When your leafcutter bees arrives, the leafcutter bees have been conditioned at room temperature and pre-incubated for around 14 days. What happens next?
Many of our customers have started their new hobby with these great little summer pollinators. But it was not clear how long these bees needed to develop into adults and emerge in the summer. We heard of people throwing them out, cutting them open and finding a fleshy grub that does not look at all like a bee!
Here are the facts. Under laboratory conditions and inside an incubator at 30C, bee pupae need 21-30 days to emerge as adults!
This is a long time! This means that under normal conditions (and about half the time it is night and temperatures are cooler) the emergence time is much longer than 21-30 days. Under any natural conditions, emergence is more like 30-50+ days. They say ‘Patience is a virtue’!
- At BeeGAP the leafcutter bees are kept at a temperature between +1C and +5C. Within this temperature range the leafcutter bees are in sustained dormancy. Before dispatch we bring them to room temperature (conditioning) for a few days before pre-incubating them for around 14 days are in this pre-incubated state upon shipping and arrival to your doorstep.
- Incubation and Metamorphosis:
- Incubation is initiated when the temperature of the leafcutter bee goes above 15C for a sustained period of time.
- Incubation can be done artificially by keeping the bees inside an incubator until adult bees emerge.
- Incubation may also be done naturally by placing the bees outside when the minimum temperature is above freezing (0C) and daytime temperatures reach +20C.
- Metamorphosis is the change from larvae to adult bee. Briefly, the larvae will change shape, develop legs, a head, thorax and abdomen. Next the eyes will turn pink, then red and finally darken to black (female) or green (male).
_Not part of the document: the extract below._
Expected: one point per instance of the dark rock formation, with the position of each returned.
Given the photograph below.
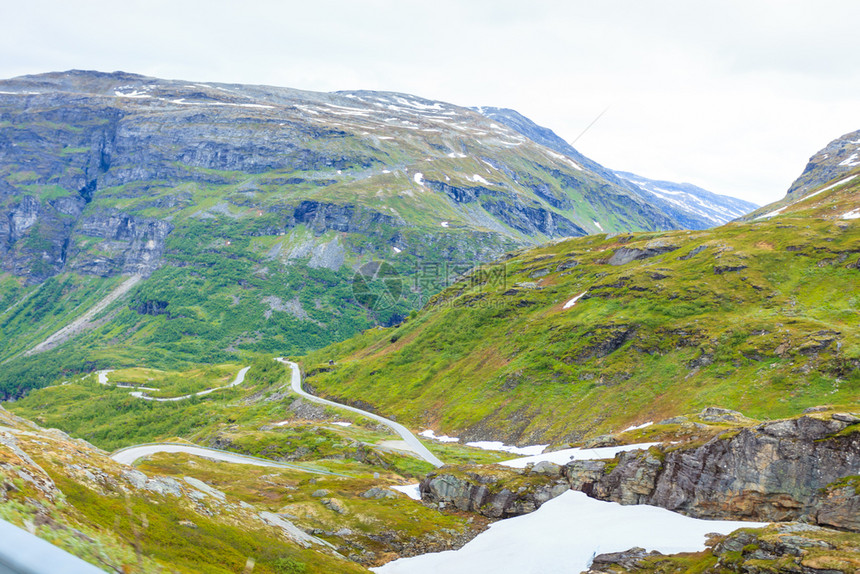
(493, 492)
- Once the eyes have darkened the body colour deepens.
- This process typically take up to 50 days, but can occasionally take an extra few weeks is the weather conditions have been poor, cold or rainy. Don't panic if this is the case!
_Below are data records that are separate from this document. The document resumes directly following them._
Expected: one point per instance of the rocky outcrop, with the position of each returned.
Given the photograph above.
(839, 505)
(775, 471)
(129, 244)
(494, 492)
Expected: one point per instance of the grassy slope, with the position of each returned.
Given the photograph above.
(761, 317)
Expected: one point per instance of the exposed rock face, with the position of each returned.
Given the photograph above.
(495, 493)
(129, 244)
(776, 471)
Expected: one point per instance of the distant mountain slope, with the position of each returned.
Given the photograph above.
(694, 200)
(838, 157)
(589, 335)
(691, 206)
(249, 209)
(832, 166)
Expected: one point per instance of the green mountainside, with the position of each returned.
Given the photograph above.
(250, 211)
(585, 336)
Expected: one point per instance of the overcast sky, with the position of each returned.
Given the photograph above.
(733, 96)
- The bees finally reach maturity with fully developed wings, eyes, claws, antenna, hair, etc and are ready to emerge.
- Cutting their way out of their cocoon with their mandibles, the new adults emerge. At this stage they are ready to fly into the world to find food in the form of nectar and pollen. This food gives them enough energy to grow just a bit more. The new bees will find shelter in the empty holes of your BeeHome.
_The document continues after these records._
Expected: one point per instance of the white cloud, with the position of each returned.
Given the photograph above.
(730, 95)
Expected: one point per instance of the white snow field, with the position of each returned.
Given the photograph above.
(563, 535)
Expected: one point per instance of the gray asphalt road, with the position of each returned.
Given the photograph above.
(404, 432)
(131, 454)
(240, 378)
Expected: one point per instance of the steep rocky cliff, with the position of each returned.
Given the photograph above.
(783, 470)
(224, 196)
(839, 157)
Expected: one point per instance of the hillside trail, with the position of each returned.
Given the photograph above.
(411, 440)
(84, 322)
- Cutting their way out of their cocoon with their mandibles, the new adults emerge. At this stage they are ready to fly into the world to find food in the form of nectar and pollen. This food gives them enough energy to grow just a bit more. The new bees will find shelter in the empty holes of your BeeHome.
- Leaf cutter bees mate soon after emergence. They join tail to tail and mating is complete.
- A male leafcutter bee’s main purpose is to fertilise females. Once this task is complete they soon die.
- Female bees live 5 to 8 weeks. In this time they collect food and leaf material to make cells. An egg is laid in each cell and she may create up to 20 cells with eggs. Females are only 33% of the population so you need three larvae to replace one female bee.
- In a short time the females fly their wings off and die. The two generations only coexist for a short time.
- The new egg hatches as a larva to find a large cache of pollen and nectar paste, which is the true start to a generation.
- The bee larvae eats the food paste and grows for approximately 20 days, eventually consuming all its food source.
- After a short time without food the larvae knows it is time to spin a silk cocoon inside the cell which now only contains a larvae.
- The silk cocoon is a marvel unto itself, being waterproof and semipermeable to gasses.
The complexity of leafcutter bees is a marvel of creation. Raising Leafcutter bees is your opportunity to witness these amazing creatures first hand and up close.